Moreover, VAT and Sales Tax is a State subject, and hence laws differ from state to state. “Similar provisions may exist in most of the other states in regard to the definition of dealer and this fact can raise serious concerns in regard to taxability in all states on e-commerce industry if the matter is not expeditiously addressed by the revenue authorities. In Delhi, for instance, the S. 2(1)(j) does not refer to supplying or distributing in the main part of the definition, though the part relating to commission agents bears similarity with the law in Karnataka, while the law in Haryana does. It would be interesting to note in this regard that going by the FDI rules, a foreign entity cannot invest in multi-brand retail in India. Therefore, if by the interpretation of law, if Amazon is identified as a dealer, it would not be able to continue its business in India.

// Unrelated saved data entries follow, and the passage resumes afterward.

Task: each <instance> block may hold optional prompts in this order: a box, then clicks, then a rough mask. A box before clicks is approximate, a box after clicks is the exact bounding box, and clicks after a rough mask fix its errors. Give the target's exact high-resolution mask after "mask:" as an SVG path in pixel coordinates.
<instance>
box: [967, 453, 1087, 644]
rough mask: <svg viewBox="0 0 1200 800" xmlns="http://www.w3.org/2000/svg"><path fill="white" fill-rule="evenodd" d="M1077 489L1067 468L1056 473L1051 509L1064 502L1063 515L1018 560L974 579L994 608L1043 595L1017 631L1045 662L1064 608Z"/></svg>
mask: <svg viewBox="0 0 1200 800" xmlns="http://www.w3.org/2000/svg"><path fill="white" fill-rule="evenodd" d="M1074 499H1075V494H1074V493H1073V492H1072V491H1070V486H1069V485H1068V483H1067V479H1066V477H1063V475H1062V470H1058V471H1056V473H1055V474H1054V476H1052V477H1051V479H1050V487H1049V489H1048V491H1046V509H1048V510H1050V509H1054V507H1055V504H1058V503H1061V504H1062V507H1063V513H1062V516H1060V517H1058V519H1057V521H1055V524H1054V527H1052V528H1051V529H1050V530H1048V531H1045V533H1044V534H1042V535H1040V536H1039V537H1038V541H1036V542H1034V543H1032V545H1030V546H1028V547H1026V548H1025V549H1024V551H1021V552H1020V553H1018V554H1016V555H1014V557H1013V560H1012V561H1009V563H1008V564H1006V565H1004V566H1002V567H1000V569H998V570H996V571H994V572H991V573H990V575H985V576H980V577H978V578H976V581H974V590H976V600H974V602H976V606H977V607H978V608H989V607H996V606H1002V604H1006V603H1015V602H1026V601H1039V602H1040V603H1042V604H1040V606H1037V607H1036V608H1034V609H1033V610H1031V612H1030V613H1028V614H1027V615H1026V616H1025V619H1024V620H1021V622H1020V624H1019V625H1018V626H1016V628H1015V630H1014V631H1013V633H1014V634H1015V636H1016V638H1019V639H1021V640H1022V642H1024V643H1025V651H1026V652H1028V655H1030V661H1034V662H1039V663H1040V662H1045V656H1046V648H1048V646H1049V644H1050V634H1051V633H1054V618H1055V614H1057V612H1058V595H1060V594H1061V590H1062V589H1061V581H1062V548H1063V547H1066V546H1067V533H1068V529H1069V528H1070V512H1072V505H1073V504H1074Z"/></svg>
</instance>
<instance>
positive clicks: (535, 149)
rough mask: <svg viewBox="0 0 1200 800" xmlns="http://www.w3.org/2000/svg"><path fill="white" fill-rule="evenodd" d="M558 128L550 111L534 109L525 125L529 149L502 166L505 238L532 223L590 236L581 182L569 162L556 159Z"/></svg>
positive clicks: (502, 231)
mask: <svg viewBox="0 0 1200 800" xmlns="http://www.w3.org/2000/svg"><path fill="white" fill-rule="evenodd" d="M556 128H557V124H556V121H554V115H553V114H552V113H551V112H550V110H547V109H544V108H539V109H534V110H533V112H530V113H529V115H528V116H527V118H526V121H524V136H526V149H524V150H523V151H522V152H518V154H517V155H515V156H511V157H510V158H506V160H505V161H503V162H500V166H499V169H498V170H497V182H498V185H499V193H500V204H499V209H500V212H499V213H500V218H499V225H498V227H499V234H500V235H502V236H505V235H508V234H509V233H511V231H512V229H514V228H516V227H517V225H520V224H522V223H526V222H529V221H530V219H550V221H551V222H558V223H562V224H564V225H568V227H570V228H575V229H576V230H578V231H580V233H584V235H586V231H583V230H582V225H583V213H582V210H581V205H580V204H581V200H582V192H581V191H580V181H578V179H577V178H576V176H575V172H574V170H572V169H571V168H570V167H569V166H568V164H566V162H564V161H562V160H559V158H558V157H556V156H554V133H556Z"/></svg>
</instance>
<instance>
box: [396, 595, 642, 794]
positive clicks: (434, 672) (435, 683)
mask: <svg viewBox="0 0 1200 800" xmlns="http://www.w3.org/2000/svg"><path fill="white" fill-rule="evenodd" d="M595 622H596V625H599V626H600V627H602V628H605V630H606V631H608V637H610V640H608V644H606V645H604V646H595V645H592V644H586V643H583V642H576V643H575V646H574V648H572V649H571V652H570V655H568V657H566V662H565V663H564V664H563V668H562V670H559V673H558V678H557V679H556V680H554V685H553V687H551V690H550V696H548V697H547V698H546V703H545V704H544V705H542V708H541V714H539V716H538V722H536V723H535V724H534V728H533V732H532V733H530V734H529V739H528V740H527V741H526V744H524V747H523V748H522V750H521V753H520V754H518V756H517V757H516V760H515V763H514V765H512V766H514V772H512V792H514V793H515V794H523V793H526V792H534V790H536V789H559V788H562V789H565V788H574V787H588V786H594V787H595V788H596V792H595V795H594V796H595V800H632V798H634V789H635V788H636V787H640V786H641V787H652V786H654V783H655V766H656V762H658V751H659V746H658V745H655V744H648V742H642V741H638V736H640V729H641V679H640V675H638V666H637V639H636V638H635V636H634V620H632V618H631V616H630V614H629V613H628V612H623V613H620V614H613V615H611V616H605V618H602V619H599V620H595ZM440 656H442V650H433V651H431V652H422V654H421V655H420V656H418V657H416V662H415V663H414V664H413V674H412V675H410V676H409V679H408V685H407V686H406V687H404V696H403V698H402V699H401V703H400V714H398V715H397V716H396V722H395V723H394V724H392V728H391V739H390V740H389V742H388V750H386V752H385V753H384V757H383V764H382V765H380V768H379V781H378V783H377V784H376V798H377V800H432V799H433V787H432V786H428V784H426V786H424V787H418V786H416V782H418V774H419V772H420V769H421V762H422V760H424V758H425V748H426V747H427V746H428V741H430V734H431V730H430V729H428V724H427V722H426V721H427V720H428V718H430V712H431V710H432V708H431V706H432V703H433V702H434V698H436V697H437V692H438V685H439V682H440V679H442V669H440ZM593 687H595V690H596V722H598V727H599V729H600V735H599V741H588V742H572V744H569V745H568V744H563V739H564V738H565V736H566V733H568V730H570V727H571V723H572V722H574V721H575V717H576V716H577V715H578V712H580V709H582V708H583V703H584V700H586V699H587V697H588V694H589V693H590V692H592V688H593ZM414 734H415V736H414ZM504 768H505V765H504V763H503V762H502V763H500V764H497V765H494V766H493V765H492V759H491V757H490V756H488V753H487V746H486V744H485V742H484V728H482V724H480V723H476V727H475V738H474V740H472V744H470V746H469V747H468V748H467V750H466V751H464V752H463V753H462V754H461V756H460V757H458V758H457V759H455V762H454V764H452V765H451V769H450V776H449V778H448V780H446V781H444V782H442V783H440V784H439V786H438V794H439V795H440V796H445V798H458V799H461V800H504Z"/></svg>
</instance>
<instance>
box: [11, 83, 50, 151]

Such diversity in the provisions of VAT laws from State to State can prove hugely problematic for the Companies in enforcing compliance. If the interpretation of law differs from State to State, the situation might be that in certain places VAT will be payable, and in others it will be not. It is imperative that a consensus be reached among states regarding the applicability of VAT laws to the E-commerce companies and if they could be described as ‘dealers’. Also, a uniform floor rate of taxation has to be decided on, to prevent bitter competition among States to seek investments from the E-com companies, which in turn might hit revenue collections of the respective states.